Mais jamais mauvais.

— Pas même un seul poil, répondit-iel finalement.

Zakaria laissa échapper un rire, et Lo rit avec lui, la tension dans son estomac et la colère dans ses muscles enfin dissipée.

— Je crois que je t’ai assez frappé pour cette nuit, constata lea faune.

— Mais je ne suis même pas fatigué… 

Une moue boudeuse tordit ses traits irréguliers, ses sourcils légèrement froncés, et Lo lâcha un soupir moqueur.

— Tu me tapais dessus pour m’aider ou juste pour te défouler ?

Pour seule réponse, le valeni lui adressa un regard énigmatique qui ne trompa pas Lo une seule seconde.

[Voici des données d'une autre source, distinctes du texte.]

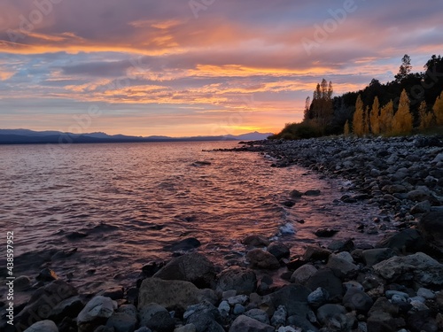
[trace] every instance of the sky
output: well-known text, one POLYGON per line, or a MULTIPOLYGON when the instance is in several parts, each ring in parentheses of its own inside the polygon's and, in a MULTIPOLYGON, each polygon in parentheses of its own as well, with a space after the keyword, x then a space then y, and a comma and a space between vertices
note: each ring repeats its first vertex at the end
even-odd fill
POLYGON ((443 2, 2 0, 0 128, 276 133, 334 95, 443 54, 443 2))

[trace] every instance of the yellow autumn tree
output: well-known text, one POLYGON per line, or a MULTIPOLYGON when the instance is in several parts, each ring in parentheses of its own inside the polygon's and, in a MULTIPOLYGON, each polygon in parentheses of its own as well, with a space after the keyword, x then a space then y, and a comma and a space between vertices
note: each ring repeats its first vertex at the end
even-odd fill
POLYGON ((440 96, 437 97, 432 111, 435 114, 437 126, 443 126, 443 91, 441 91, 440 96))
POLYGON ((373 135, 380 135, 380 103, 376 97, 370 110, 370 131, 373 135))
POLYGON ((355 112, 353 118, 353 133, 361 137, 364 135, 364 111, 361 97, 359 95, 355 103, 355 112))
POLYGON ((380 134, 388 135, 392 130, 393 103, 391 100, 380 110, 380 134))
POLYGON ((406 89, 403 89, 400 97, 399 109, 393 116, 392 134, 409 134, 412 131, 413 120, 414 119, 409 112, 409 97, 406 93, 406 89))
POLYGON ((434 113, 432 111, 427 111, 426 102, 423 101, 418 108, 418 114, 420 115, 420 129, 426 129, 432 126, 434 120, 434 113))
POLYGON ((370 133, 369 122, 369 107, 366 106, 363 112, 363 135, 367 135, 370 133))
POLYGON ((343 133, 345 134, 345 136, 349 136, 349 134, 351 133, 351 129, 349 127, 349 121, 346 120, 346 122, 345 123, 345 128, 343 129, 343 133))

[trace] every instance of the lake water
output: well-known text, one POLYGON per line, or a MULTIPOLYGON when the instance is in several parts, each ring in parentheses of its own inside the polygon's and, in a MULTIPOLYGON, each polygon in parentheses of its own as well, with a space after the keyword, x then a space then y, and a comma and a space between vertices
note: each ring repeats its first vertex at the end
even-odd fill
MULTIPOLYGON (((0 146, 0 226, 4 243, 6 231, 14 232, 15 276, 35 278, 50 267, 94 292, 133 286, 144 265, 171 259, 165 246, 188 237, 220 265, 242 261, 241 240, 251 234, 280 238, 292 254, 307 243, 327 244, 313 234, 320 228, 339 229, 335 239, 377 241, 356 227, 378 210, 338 202, 346 183, 297 166, 273 168, 256 153, 205 151, 236 145, 0 146), (294 189, 322 195, 284 207, 294 189)), ((4 294, 4 251, 2 244, 4 294)))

Par principe - et parce qu’iel avait enfin les poignets libres, mais pas totalement envie de le pousser non plus - Lo attrapa une de ses oreilles pointées vers le bas et tira dessus en réprimande. Zakaria grogna, et se laissa tomber à ses côtés. 

Alors qu’ils étaient désormais tous les deux allongés sur le dos et immobiles, Lo avait enfin le temps de vraiment regarder la forêt. Dans le ciel nocturne se perdait encore quelques lueurs qui n’avaient pas retrouvées leur fleur d’origine, et la lumière tamisée des corolles refermées dessinaient des ombres entre les branches et sur le tronc. Les feuilles bercées doucement par le vent chantaient une étrange berceuse, presque inaudible si l’on ne tendait pas l’oreille, et l’odeur des feuilles humides sous eux remontaient à ses narines à mesure qu’iel s’y enfonçait plus confortablement. Iel sentit l’épuisement dans ses muscles, et la chaleur de Zakaria à ses côtés. La respiration du prince s’était stabilisée, et Lo tourna juste assez pour voir qu’il s’était déjà endormi.

Lo sourit, et se blottit contre lui pour continuer à profiter de sa chaleur, peau contre peau d’un côté, et les feuilles molles pour lea caler de l’autre. 

Peut-être, mais seulement peut-être, que ne pas faire partie de cette forêt et d’aucune forêt ici, n’était finalement pas si terrible.